The plan of action would be to roll back the update across the entire organization.  Before we execute a plan of action, we should identify its potential effects.  The effects can include disruption to the organization’s systems, and financial risk.  What if the software update was necessary to patch a security vulnerability?  Rolling it back would open the organization to risk.

If the doctor gives you stomach medication, that medication may give you side effects that are worse than the illness you’re trying to treat.

Implement the Solution or Escalate as Necessary

Finally, we must implement the solution.  If we don’t have the ability to implement the solution (don’t have permission, don’t have approval for the cost of the solution, don’t have approval to implement a solution that causes downtime, etc.), we must seek approval from a higher level.  This is known as an escalation.

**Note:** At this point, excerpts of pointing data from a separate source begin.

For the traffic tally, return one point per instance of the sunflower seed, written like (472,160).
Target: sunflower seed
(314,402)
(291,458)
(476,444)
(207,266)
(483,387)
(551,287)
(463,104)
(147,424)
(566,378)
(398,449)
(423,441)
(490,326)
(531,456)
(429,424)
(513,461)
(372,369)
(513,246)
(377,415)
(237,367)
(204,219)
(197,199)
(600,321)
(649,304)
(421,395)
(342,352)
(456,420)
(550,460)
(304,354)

Verify Full System Functionality and, if Applicable, Implement Preventative Measures

After we have implemented the entire solution, we should verify that everything is working and that no new problems have been caused.  We should consider implementing preventative measures to keep the problem from happening again.  That is, we don’t want to resolve just the symptoms with a “band aid” fix; we want to resolve the root cause of the problem.

If you’ve been taking your stomach medication, the doctor will verify that your stomach ache went away.  He might recommend that you go on a diet or stop eating spicy foods so that the stomach ache doesn’t come back.  You don’t want to stay on stomach medication for your entire life.

Document Findings, Actions, and Outcomes

Finally, we should fully document the problem.  Our documentation should include the symptoms of the problem, the actions we took to resolve it, and the outcome.  This documentation can be used by other technicians who encounter the same problem in the future.  We might call this documentation lessons learned.